Iranian military officer (1963–2026)

Bahram Hosseini Motlagh (بهرام حسینی مطلق; 24 January 1963 – 28 February 2026) was an Iranian military officer in the Islamic Revolutionary Guard Corps (IRGC). He served in various command roles within the IRGC, including as commander of the Seyed al-Shohada Corps in Tehran Province from 2009 to 2011, during which time the unit was involved in the suppression of protests following the 2009 presidential election. Motlagh was sanctioned by the European Union in 2011 for his role in human rights violations.

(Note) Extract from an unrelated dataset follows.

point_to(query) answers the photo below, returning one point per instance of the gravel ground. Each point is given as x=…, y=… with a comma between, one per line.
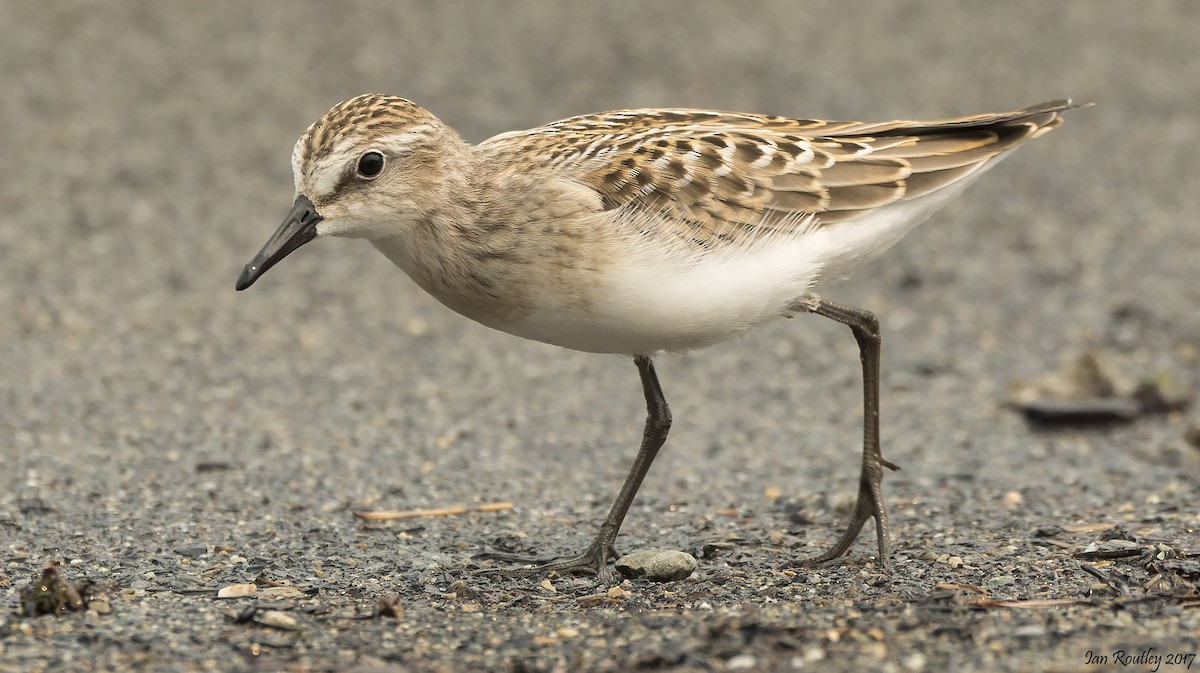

He later held positions in military education and operations planning at the General Staff of the Armed Forces. He was killed in the 2026 Israeli–United States strikes on Iran.

== Career ==
Motlagh joined the IRGC during the Iran–Iraq War (1980–1988). From 2009 to 2011, he commanded the IRGC's Seyed al-Shohada Corps in Tehran Province. In this role, the corps participated in the suppression of demonstrations against the results of the 2009 Iranian presidential election. Motlagh publicly stated in 2011 that the corps had played a "key role" in quelling the unrest.

From 2011 to 2014, Motlagh commanded the IRGC Alborz Corps in Karaj, a region known to be a major center of anti-government protests. He then served as commander of the IRGC Command and Staff University from 2014 to 2020. In 2020–2021, he was head of the Security and Law Enforcement Operations Planning Department at the General Staff of the Armed Forces of the Islamic Republic of Iran. From 2021 to 2024, he headed the Operations Department at the General Staff. He also served as a member of the teaching staff at Imam Hossein University.

== Sanctions ==
On 12 April 2011, the European Union imposed sanctions on Motlagh, citing his command of the Seyed al-Shohada Corps and its involvement in organising the repression of protests in 2009. The sanctions included a travel ban to EU countries and an asset freeze. He was similarly listed in UK sanctions regimes for human rights violations.

== Assassination ==
Motlagh was killed on 28 February 2026 during the 2026 Israeli–United States strikes on Iran, in coordinated airstrikes on military command infrastructure in Tehran. At the time, he was head of operations planning at the General Staff of the Armed Forces.